I don't think this story hit it's full potential. There were awkward breaks, weird transitions into chapters or to different characters. And what I think my biggest gripe is if this story was supposed to be Erotica or Romance? I don't mind the two mixed, or separate. The erotica was spicy vanilla at best with role playing being the hardest kink (lol) James seemed naive for that. Maybe if he didn't have his background, I'd have had an easier time buying it. The guys start off slow, kind of lukewarm/medium heat. Then presto!

We're getting sentences like this:


"Hand jobs are well and good, but this time I'm not leaving without getting fucked."



Or even better:


"I thought you'd get back around now."
"Only just. Is anything wrong?"

 "Yeah. Your mouth's not around my cock."






That's a drawers dropper sentence. Mmmhmm I'm all for it!

Sometimes the erotic actions, words and role play kink, seemed at odds with the characters introduced. Erotically, the story works. Romantically...ehhhh...I guess?

I like Ben.

I like James.

Do I like Ben and James together? It's a hesitant yes. But a yes, nonetheless.




I wasn't invested until 75% into the story. Or really cared about the romance until 97%...

There were bursts of magic within.


"Nobody else ever got to me like this. Nobody ever. And nobody's going to get to me like this again. You got through my defense when on one else could, or can, or will. You're the only one I could ever have loved, the only man on this earth. I can't change it now. It's done. All I know is that if I walk away from you tonight, I'll spend the rest of my life...broken in two. Needing you. So I won't walk away."

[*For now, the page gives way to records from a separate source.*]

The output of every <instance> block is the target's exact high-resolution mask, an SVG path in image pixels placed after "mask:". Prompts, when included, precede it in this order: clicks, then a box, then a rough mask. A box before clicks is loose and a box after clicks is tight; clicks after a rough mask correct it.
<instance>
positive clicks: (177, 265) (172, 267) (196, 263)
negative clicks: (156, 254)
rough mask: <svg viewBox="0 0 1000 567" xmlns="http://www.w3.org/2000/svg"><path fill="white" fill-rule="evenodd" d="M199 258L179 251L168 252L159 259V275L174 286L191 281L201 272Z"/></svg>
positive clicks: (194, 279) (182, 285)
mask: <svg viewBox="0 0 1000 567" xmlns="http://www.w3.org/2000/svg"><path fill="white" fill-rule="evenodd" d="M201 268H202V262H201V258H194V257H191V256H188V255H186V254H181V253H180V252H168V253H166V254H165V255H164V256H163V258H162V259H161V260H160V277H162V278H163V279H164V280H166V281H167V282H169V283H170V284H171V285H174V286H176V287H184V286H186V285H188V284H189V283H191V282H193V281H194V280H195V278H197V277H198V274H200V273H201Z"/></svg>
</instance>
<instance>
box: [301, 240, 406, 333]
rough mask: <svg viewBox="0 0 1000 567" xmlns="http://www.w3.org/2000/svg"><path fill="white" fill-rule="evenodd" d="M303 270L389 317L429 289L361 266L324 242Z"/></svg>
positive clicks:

I wish we got to know more of the person as the reader was inside their head when they made they decisions, to get a sense of their feelings.

 A plus on this novel's side? It didn't read like stereotypes or thinly veiled MF in a MM coating.


I'm pretty good at sniffing those out. And I'm happy to report that is not the case in His Royal Secret. #yay

Just dudes who placed strict boundaries on being fuck buddies and somehow broke their own rules because feelings became involved. [Just wish there was more attention paid on that detail of feelings, sharing more inside the character's head when it was their turn]




The story ends with a cliffhanger of sorts. But it's a soft cliffhanger, meaning it's a HFN with a promise of a HEA. But the stakes are too high not to read what the outcome is in the second book of this duology.

I'd read from this author again, to see how this all wraps up. I'm curious how it plays out for the royal and his lover.

A copy provided for an honest review via Netgalley.